AI race reaches South Caucasus through US-Azerbaijan partnership [INTERVIEW]
On February 10, the Azerbaijan and the US governments signed a Charter on Strategic Partnership, identifying Artificial Intelligence (AI) and Digital Infrastructure as one of the key pillars of future cooperation.
To better understand the long-term technological and regulatory implications of this partnership, we spoke with Etibar Aliyev, an AI expert with a background in computational analytics and informatics. Aliyev works on developing and optimizing large language models at Google and Meta, contributes technical expertise to the California AI Audit Bill and the International Association of Algorithmic Auditors (IAAA), and is a senior member of the IEEE. He is also the author of several peer-reviewed studies on AI applications in immersive environments, adaptive narratives, and social network algorithms.
Building a regional AI hub: Infrastructure, regulation, and the “model factory” concept
The Charter emphasizes expanding AI cooperation, including the development of AI data centers in Azerbaijan in collaboration with the private sector. Beyond symbolic cooperation, this signals a potential ambition: positioning Azerbaijan as a regional AI and digital infrastructure hub.
Q: The Strategic Partnership Charter highlights plans to expand AI cooperation and develop AI data centers in Azerbaijan in collaboration with the private sector. From your experience working on large language models at Google and Meta, what technical, regulatory, and infrastructure prerequisites are essential for Azerbaijan to become a competitive regional hub for AI data centers and advanced model development?

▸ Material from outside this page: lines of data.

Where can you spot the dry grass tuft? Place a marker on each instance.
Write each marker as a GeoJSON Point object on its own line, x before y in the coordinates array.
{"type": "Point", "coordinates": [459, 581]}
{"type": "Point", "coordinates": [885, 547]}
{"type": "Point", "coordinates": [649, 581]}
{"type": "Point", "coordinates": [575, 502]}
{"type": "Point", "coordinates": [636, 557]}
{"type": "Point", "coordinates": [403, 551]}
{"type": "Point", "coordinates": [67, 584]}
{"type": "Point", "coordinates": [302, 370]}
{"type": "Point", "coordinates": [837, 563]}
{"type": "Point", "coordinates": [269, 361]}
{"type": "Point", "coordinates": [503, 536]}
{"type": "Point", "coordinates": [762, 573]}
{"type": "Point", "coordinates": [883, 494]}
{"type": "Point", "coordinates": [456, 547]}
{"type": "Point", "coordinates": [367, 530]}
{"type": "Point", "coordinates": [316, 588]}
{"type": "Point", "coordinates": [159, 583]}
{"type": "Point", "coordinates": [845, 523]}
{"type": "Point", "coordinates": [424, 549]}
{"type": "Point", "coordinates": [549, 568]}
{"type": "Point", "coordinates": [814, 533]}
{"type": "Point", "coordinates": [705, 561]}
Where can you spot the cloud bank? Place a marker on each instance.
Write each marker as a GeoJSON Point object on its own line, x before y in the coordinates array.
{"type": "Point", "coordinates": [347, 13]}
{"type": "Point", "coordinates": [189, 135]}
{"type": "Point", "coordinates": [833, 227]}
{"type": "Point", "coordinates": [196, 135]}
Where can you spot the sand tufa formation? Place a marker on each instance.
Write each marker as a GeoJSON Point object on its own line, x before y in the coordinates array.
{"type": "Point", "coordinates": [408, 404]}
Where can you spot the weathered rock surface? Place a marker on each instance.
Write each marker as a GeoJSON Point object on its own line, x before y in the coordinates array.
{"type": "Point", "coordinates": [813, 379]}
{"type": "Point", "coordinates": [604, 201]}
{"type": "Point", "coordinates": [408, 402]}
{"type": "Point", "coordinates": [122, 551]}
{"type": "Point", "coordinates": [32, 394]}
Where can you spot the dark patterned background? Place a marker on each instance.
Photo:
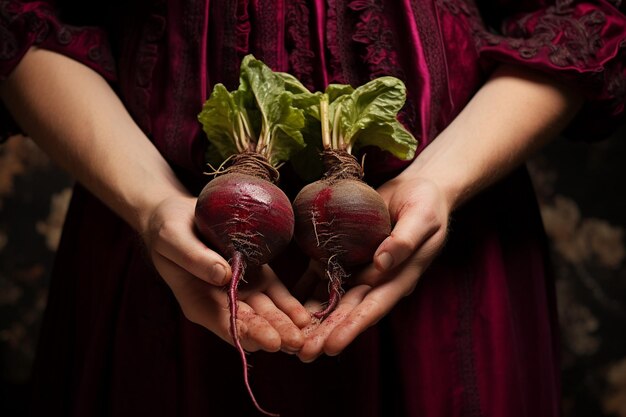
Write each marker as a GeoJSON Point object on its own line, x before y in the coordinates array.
{"type": "Point", "coordinates": [583, 200]}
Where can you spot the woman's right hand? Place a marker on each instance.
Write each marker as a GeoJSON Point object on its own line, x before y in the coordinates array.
{"type": "Point", "coordinates": [269, 317]}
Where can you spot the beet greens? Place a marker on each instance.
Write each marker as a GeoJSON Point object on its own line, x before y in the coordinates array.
{"type": "Point", "coordinates": [241, 212]}
{"type": "Point", "coordinates": [340, 220]}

A: From the vantage point of building and stress-testing frontier-scale language models, the countries that become credible regional AI hubs usually get three layers right at the same time: dependable power, dependable networks, and dependable rules. On the infrastructure side, the non-negotiable is energy predictability - stable baseload, a realistic path to redundancy (N+1 at minimum for critical systems), and a power market structure that can support long-term contracts so operators can price capacity sensibly. The second is connectivity: multiple physically diverse fiber routes, low-latency peering, and clear cross-border transit agreements so training and inference traffic doesn’t bottleneck at the edge. The third is “datacenter-grade operations”: a local ecosystem of facilities engineers, SREs, hardware technicians, and vendors who can support high-density GPU clusters, liquid cooling, and rapid component turnaround without week-long import delays.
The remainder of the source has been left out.